Patrick Gleason writes for Forbes about state Sen. Wiley Nickel’s effort to downplay his voting record as he runs for Congress.
“In this race, I’m the moderate by far,” Wiley Nickel proclaimed during an October 1 interview with WRAL News. This assertion of moderation comes as Nickel, a former Obama administration staffer and current state senator, seeks to win over independent voters as the Democratic nominee in North Carolina’s 13th congressional district. Yet those most familiar with Nickel’s work in the North Carolina General Assembly, including members of the press who have followed Nickel’s voting record closely, find his moderate branding to be a stretch.
“You’re campaigning as a moderate, I’ve covered you in the state legislature for a long time and you’ve often voted to the left of your caucus,” veteran North Carolina statehouse reporter Laura Leslie recently said during an interview with Nickel, before going on to ask, “why should voters believe you?”
Leslie has a point. Senator Nickel, for a recent example, refused to support the compromise budget Governor Roy Cooper (D) enacted last year, which was approved with a bipartisan vote in the North Carolina House and Senate. Though nearly all of his fellow Democrats in the state legislature voted for that budget, which provided another round of personal and corporate income tax relief, Wiley Nickel was one of only seven state senators to vote against it. …

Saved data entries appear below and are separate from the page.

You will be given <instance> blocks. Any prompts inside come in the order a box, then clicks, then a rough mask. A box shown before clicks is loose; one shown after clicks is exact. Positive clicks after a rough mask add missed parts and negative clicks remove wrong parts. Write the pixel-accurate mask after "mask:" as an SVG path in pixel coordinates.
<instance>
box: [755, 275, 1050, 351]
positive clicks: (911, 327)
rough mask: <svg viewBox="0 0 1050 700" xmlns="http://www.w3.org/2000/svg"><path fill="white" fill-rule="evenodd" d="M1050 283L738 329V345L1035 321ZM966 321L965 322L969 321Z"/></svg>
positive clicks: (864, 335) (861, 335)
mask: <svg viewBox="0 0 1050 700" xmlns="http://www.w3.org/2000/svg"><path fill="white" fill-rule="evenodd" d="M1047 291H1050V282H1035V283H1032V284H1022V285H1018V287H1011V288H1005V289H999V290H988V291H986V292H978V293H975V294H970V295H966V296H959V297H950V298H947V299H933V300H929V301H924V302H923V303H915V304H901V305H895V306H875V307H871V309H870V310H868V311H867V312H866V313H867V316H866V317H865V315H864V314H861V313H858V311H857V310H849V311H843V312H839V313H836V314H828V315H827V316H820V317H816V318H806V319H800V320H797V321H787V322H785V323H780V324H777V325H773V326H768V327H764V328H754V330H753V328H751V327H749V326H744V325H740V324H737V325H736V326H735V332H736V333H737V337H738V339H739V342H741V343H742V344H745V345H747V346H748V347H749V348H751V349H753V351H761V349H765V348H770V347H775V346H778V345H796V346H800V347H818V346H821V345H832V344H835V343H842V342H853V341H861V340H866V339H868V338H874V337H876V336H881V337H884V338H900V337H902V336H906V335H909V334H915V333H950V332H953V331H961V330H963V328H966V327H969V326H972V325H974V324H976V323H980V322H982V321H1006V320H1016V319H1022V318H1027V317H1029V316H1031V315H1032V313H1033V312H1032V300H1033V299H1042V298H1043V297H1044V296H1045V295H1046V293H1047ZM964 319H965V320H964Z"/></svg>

… In announcing his opposition to the bipartisan budget, Nickel made clear he would rather state government spend additional taxpayer dollars than see families and employers to keep a greater share of their earnings. “North Carolina already has the lowest corporate income taxes in the South but has failed to invest in our teachers and our public schools,” Nickel said in a statement announcing his opposition to the bipartisan budget. “Corporations need to pay their fair share so we can invest in a world-class public education system.”